CWarrior - Those 37 rules are definitely helpful. They take a little digesting before it feels more like lifestyle advice and less like a checklist but I'm working on that.

may22 - Thanks, I'll consider that. In the context Steve provides after your post this makes more sense.

Steve85 - Thank you for the long, in-depth responses. One of the things that has weighed on me since the BD was that when I had a PA and depression-related problems 10 years ago, she was willing to work past that and focus on us, even though I had stepped out. After 20 years, I feel like I at least owe her the opportunity. That having been said, I do agree that perhaps she shouldn't be given the impression that our marriage is a revolving door.


Update-ish:
Since my last posts I have been reading and re-reading the 37 rules, and a few other resources. I'm getting my copy of DR today and will likely devour that.
I've dropped my e-mail contact with W down to 1-2x/day (I'm shooting for 1 but I'm still working up to that level).
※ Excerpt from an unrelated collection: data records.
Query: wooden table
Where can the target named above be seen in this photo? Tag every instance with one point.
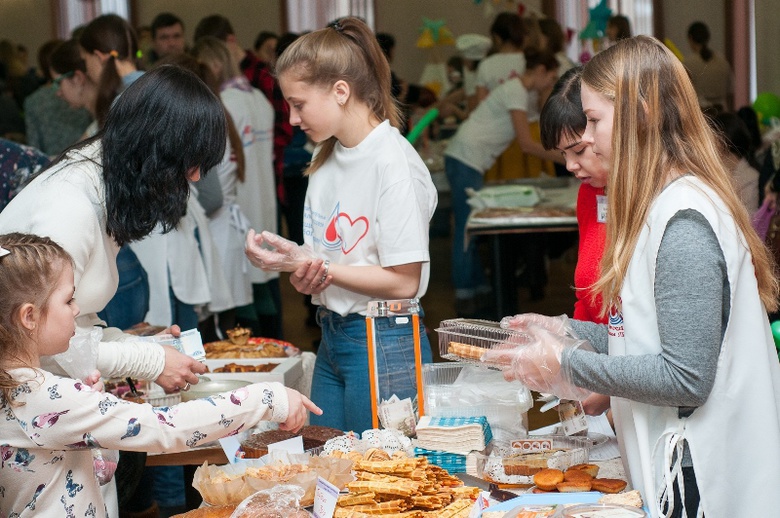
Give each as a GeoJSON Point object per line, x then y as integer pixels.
{"type": "Point", "coordinates": [555, 213]}
{"type": "Point", "coordinates": [189, 461]}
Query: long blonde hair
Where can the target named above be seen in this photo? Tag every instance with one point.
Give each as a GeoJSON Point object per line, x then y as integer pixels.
{"type": "Point", "coordinates": [346, 50]}
{"type": "Point", "coordinates": [28, 275]}
{"type": "Point", "coordinates": [658, 127]}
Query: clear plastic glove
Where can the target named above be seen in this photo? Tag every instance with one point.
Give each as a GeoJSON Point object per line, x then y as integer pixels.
{"type": "Point", "coordinates": [538, 364]}
{"type": "Point", "coordinates": [559, 325]}
{"type": "Point", "coordinates": [283, 256]}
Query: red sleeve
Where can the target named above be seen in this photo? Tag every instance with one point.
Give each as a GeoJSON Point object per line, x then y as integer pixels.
{"type": "Point", "coordinates": [591, 248]}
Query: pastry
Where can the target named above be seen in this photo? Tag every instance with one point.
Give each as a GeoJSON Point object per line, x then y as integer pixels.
{"type": "Point", "coordinates": [313, 437]}
{"type": "Point", "coordinates": [548, 479]}
{"type": "Point", "coordinates": [633, 498]}
{"type": "Point", "coordinates": [235, 367]}
{"type": "Point", "coordinates": [222, 511]}
{"type": "Point", "coordinates": [573, 487]}
{"type": "Point", "coordinates": [239, 335]}
{"type": "Point", "coordinates": [575, 475]}
{"type": "Point", "coordinates": [471, 352]}
{"type": "Point", "coordinates": [608, 485]}
{"type": "Point", "coordinates": [527, 464]}
{"type": "Point", "coordinates": [590, 469]}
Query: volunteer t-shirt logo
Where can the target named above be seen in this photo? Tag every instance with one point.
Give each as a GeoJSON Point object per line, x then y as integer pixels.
{"type": "Point", "coordinates": [344, 232]}
{"type": "Point", "coordinates": [616, 322]}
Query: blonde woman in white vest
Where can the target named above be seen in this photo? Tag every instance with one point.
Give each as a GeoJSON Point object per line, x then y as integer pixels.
{"type": "Point", "coordinates": [687, 355]}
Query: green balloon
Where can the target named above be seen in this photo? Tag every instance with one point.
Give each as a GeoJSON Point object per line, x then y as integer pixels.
{"type": "Point", "coordinates": [776, 333]}
{"type": "Point", "coordinates": [418, 128]}
{"type": "Point", "coordinates": [767, 106]}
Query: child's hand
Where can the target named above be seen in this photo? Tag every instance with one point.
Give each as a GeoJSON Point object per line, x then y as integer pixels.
{"type": "Point", "coordinates": [94, 381]}
{"type": "Point", "coordinates": [296, 417]}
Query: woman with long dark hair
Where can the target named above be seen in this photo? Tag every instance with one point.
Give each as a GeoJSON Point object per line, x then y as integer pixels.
{"type": "Point", "coordinates": [116, 188]}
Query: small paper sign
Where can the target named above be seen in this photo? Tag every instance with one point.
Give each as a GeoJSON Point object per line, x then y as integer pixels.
{"type": "Point", "coordinates": [294, 445]}
{"type": "Point", "coordinates": [325, 497]}
{"type": "Point", "coordinates": [232, 448]}
{"type": "Point", "coordinates": [482, 503]}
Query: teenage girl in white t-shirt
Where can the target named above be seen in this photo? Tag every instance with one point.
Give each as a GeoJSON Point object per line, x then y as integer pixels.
{"type": "Point", "coordinates": [368, 205]}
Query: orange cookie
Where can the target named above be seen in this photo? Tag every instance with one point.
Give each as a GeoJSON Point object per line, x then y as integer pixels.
{"type": "Point", "coordinates": [547, 479]}
{"type": "Point", "coordinates": [590, 469]}
{"type": "Point", "coordinates": [608, 485]}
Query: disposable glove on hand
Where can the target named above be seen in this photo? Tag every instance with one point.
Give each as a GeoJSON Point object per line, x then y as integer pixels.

I've began structuring the emails based on the ideas in the 37 rules. I started this 2-3 days ago. The e-mails I've gotten since, have gone from being just basic replies and asking about the kids to her telling me about her day and opening up a little. One thing I made sure to do.. our boys are basically grown.. she asked me to tell them she misses and loves them and I just made sure to include their email addresses in my reply. She already knew them and even if she lost them (ship email gets reset sometimes) she could've asked at any time. She's been emailing them separately now and actually thanked me for that.

My GAL:
I've started working at the base gym and my professional resume (graphic artist/3d) has started generating leads. It's like everything started blowing up at once.
I've enrolled at a local university to push my BS into a MS in Cybersecurity. I start in Feb.


It's hard to do much more than this with the pandemic, especially since our Gov. just enacted some hardcore measures but I've been trying to get the kids out of the house and spend time together. If I'm being honest, I had been doing that before as a way to have something to be like "look W, I'm a good H!!" and I've realized pretty quickly that this is both expensive and more importantly not fair to the kids.. because it's fake. I've made the goals of outings about bonding and staying sane since we've all got cabin fever.

I'm supposed to hear back today about a job opportunity, so wish me luck!

Thanks everyone who has taken precious time to read/reply. It matters, thank you.